She closed her eyes again.

“You’ve got to get up,” Warren said. “I want to see your computer. You can lie on the sofa in the great room.”

Laurel prayed that Danny was already reading her message. She’d risked a lot to send it, and she hadn’t sent the message Danny would have wanted her to. But she still had the phone, and in her heart she still believed she could talk Warren down from this flight of rage-so long as her computer concealed its secrets. At bottom, the idea that Warren Shields, M.D., might shoot the mother of his children was preposterous. But what he might do to a man who had fornicated with and impregnated her was another matter.

“Get up, goddamn it!” Warren snapped, kicking the side of the mattress.
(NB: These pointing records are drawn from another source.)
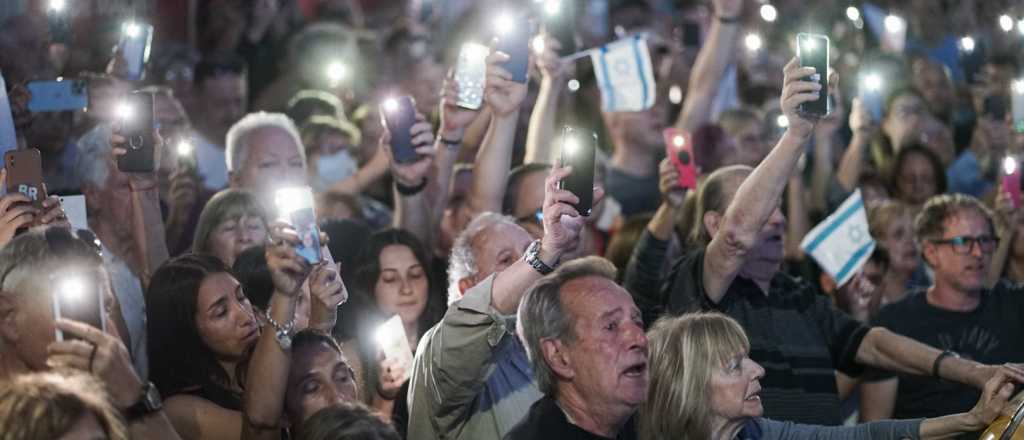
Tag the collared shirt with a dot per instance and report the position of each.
(128, 290)
(210, 163)
(547, 421)
(471, 379)
(796, 335)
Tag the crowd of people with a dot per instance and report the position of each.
(442, 280)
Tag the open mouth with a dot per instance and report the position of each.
(636, 370)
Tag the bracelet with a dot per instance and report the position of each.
(938, 360)
(282, 333)
(452, 144)
(410, 190)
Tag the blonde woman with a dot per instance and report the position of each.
(705, 386)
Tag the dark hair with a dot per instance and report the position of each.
(179, 360)
(933, 161)
(251, 270)
(218, 63)
(515, 180)
(370, 271)
(346, 422)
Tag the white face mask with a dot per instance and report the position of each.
(332, 169)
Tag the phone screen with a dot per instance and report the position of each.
(813, 52)
(135, 41)
(679, 149)
(399, 115)
(137, 128)
(57, 95)
(579, 149)
(78, 297)
(470, 75)
(25, 174)
(514, 41)
(297, 206)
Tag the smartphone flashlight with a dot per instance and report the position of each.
(336, 72)
(753, 42)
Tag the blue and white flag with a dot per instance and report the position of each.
(842, 244)
(625, 75)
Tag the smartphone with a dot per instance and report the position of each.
(394, 344)
(812, 49)
(138, 128)
(58, 23)
(513, 39)
(679, 149)
(1012, 179)
(398, 115)
(77, 297)
(74, 207)
(579, 149)
(470, 75)
(136, 38)
(25, 174)
(296, 205)
(1017, 104)
(559, 22)
(58, 95)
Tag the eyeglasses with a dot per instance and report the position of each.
(964, 245)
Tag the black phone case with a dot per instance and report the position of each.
(140, 136)
(581, 181)
(516, 45)
(398, 123)
(819, 60)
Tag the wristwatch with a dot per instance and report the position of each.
(148, 403)
(532, 258)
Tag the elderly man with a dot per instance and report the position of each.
(795, 333)
(264, 152)
(471, 378)
(586, 343)
(957, 314)
(39, 265)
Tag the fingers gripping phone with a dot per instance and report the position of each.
(513, 39)
(398, 116)
(296, 205)
(812, 49)
(57, 95)
(25, 174)
(679, 149)
(470, 75)
(579, 149)
(78, 297)
(136, 114)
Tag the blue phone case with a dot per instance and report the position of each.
(57, 95)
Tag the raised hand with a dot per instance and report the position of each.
(501, 93)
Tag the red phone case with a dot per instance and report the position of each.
(679, 148)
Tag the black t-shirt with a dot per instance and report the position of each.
(546, 421)
(796, 335)
(992, 334)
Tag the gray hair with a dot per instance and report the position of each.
(92, 164)
(28, 261)
(237, 151)
(462, 263)
(542, 314)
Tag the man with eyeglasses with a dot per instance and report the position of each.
(958, 314)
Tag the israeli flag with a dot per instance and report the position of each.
(625, 75)
(842, 243)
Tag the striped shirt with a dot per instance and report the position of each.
(796, 335)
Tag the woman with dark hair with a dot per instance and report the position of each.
(916, 176)
(395, 280)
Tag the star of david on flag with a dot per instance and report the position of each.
(625, 75)
(842, 243)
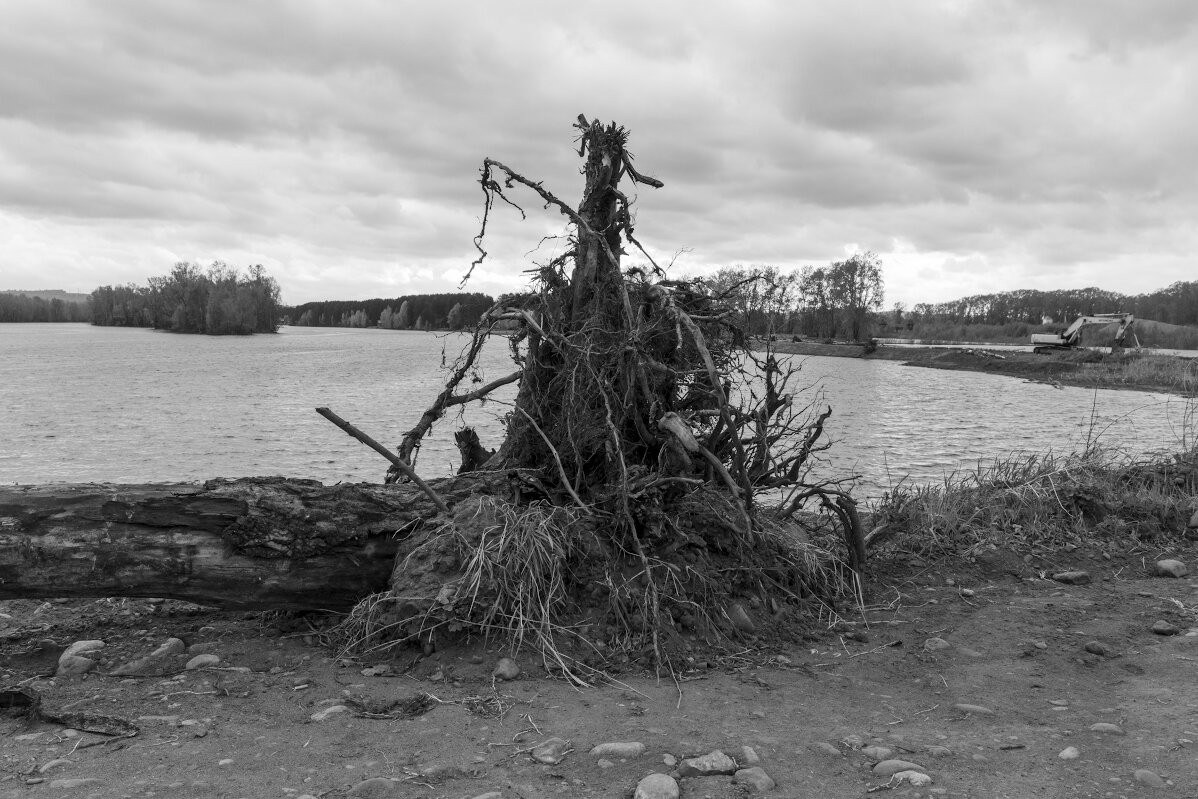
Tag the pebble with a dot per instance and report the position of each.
(877, 752)
(333, 709)
(551, 751)
(714, 762)
(80, 647)
(201, 661)
(1148, 778)
(1169, 568)
(913, 776)
(377, 787)
(657, 786)
(824, 748)
(888, 768)
(739, 618)
(618, 749)
(1100, 648)
(756, 778)
(73, 665)
(76, 782)
(506, 669)
(973, 709)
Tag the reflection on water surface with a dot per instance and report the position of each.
(86, 404)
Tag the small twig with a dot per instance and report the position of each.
(561, 470)
(397, 461)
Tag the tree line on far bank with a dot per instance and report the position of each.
(845, 301)
(50, 306)
(407, 313)
(218, 301)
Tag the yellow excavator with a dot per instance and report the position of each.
(1072, 334)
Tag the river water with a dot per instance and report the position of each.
(129, 405)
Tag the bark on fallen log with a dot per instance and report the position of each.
(254, 543)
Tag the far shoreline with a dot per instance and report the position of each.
(1141, 370)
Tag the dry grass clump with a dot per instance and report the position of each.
(543, 577)
(1141, 368)
(1042, 502)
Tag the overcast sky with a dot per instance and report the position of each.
(975, 146)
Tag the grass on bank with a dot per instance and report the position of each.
(1042, 503)
(1142, 368)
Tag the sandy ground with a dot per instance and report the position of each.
(280, 715)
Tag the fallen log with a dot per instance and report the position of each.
(252, 544)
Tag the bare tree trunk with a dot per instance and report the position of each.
(258, 543)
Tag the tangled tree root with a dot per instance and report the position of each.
(548, 579)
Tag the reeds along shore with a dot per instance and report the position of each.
(1046, 503)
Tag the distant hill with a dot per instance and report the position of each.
(49, 294)
(43, 306)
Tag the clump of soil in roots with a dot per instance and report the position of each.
(549, 579)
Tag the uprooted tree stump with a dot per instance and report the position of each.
(654, 483)
(641, 445)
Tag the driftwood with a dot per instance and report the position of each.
(255, 543)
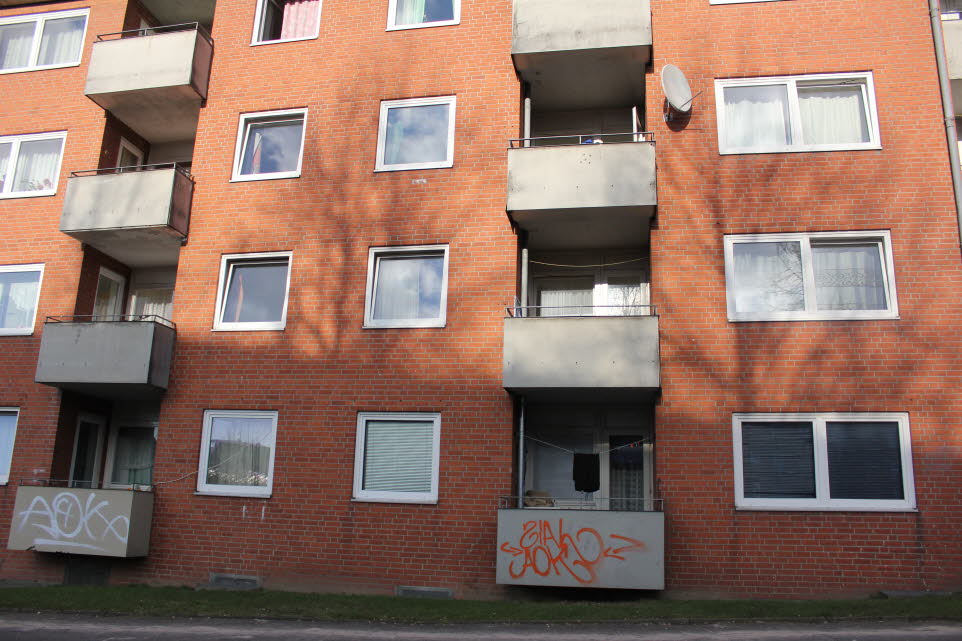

The violence of his anger was what worried her, for it was wholly new. Laurel stood slowly, gathered the comforter around her shoulders, and padded into the hall that led to the kitchen. Run, Danny, she thought. For Michael’s sake, run.

Chapter 6

Danny McDavitt was lying on his back in a sea of clover when his cell phone chirped, signaling the arrival of a text message. He hadn’t heard that sound since the day he’d told Laurel that he couldn’t leave his wife and watched her crumble before him.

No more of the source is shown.